The AFP covertly uploaded software to the accused’s mobile phones via the mobile network. The software enabled the AFP to record face to face conversations the accused were having using the microphone on the accused’s mobile handsets. When the microphone was activated, the conversations it picked up were then transmitted back to police at a remote location and recorded.
The argument before the Court concerned whether the software which was uploaded to the mobile phone should be considered within the definition of a ‘surveillance device’ as required by the legislation which governs the obtaining of surveillance evidence. If the accused could establish that the device did not meet the definition, the evidence could then be found to have been illegally obtained.
Melbourne criminal lawyers argued that the Act did not allow for the use of software to activate microphones on the handsets and enable transmission of the conversations. The Court however agreed with lawyers for the AFP in that nowhere in the act is any particular technology defined, finding that the phone was “clearly capable of being used to record, monitor or listen to a conversation”.

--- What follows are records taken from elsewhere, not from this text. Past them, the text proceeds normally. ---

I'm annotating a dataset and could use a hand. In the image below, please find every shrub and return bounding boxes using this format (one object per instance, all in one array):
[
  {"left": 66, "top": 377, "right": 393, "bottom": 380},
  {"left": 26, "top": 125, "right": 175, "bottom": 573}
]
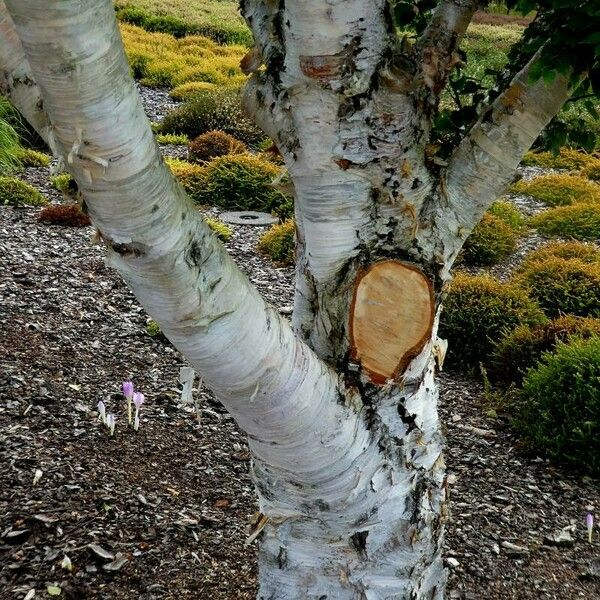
[
  {"left": 159, "top": 89, "right": 264, "bottom": 146},
  {"left": 490, "top": 315, "right": 600, "bottom": 387},
  {"left": 460, "top": 213, "right": 519, "bottom": 266},
  {"left": 38, "top": 204, "right": 91, "bottom": 227},
  {"left": 487, "top": 199, "right": 525, "bottom": 230},
  {"left": 521, "top": 148, "right": 599, "bottom": 171},
  {"left": 120, "top": 23, "right": 247, "bottom": 89},
  {"left": 513, "top": 336, "right": 600, "bottom": 475},
  {"left": 16, "top": 148, "right": 51, "bottom": 167},
  {"left": 531, "top": 204, "right": 600, "bottom": 240},
  {"left": 50, "top": 173, "right": 79, "bottom": 198},
  {"left": 518, "top": 241, "right": 600, "bottom": 271},
  {"left": 155, "top": 133, "right": 189, "bottom": 145},
  {"left": 188, "top": 130, "right": 246, "bottom": 164},
  {"left": 165, "top": 158, "right": 205, "bottom": 197},
  {"left": 170, "top": 81, "right": 216, "bottom": 101},
  {"left": 514, "top": 257, "right": 600, "bottom": 318},
  {"left": 510, "top": 174, "right": 600, "bottom": 206},
  {"left": 0, "top": 176, "right": 48, "bottom": 207},
  {"left": 176, "top": 154, "right": 292, "bottom": 217},
  {"left": 205, "top": 217, "right": 233, "bottom": 242},
  {"left": 258, "top": 220, "right": 296, "bottom": 265},
  {"left": 439, "top": 273, "right": 546, "bottom": 371}
]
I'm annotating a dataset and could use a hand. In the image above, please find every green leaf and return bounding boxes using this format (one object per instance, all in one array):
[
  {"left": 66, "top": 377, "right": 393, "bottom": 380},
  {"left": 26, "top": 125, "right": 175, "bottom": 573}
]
[{"left": 47, "top": 586, "right": 62, "bottom": 597}]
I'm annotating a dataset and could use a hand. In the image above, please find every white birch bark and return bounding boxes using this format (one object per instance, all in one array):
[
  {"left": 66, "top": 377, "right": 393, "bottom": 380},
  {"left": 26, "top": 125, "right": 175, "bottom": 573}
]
[{"left": 2, "top": 1, "right": 577, "bottom": 598}]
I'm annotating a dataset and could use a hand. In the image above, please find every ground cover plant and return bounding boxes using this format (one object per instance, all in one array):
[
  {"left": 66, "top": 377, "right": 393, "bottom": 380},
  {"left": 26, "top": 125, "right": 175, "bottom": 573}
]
[
  {"left": 490, "top": 315, "right": 600, "bottom": 387},
  {"left": 159, "top": 88, "right": 263, "bottom": 145},
  {"left": 459, "top": 200, "right": 524, "bottom": 266},
  {"left": 440, "top": 273, "right": 546, "bottom": 371},
  {"left": 115, "top": 0, "right": 253, "bottom": 46},
  {"left": 258, "top": 219, "right": 296, "bottom": 265},
  {"left": 513, "top": 336, "right": 600, "bottom": 475},
  {"left": 188, "top": 130, "right": 246, "bottom": 164},
  {"left": 0, "top": 176, "right": 47, "bottom": 207},
  {"left": 514, "top": 257, "right": 600, "bottom": 318},
  {"left": 121, "top": 23, "right": 247, "bottom": 89},
  {"left": 38, "top": 203, "right": 92, "bottom": 227},
  {"left": 531, "top": 203, "right": 600, "bottom": 240},
  {"left": 511, "top": 173, "right": 600, "bottom": 206}
]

Police must first obtain a warrant to use any surveillance device, but the ability to use an accused’s own mobile phone to record conversations undoubtedly removes some of the difficulties associated with traditional listening or recording devices. Rather than needing to physically plant a device in a location where incriminating conversations may take place, unless the accused has the conversations away for his or her phone, the police can watch and activate the microphone whilst recording everything that is said.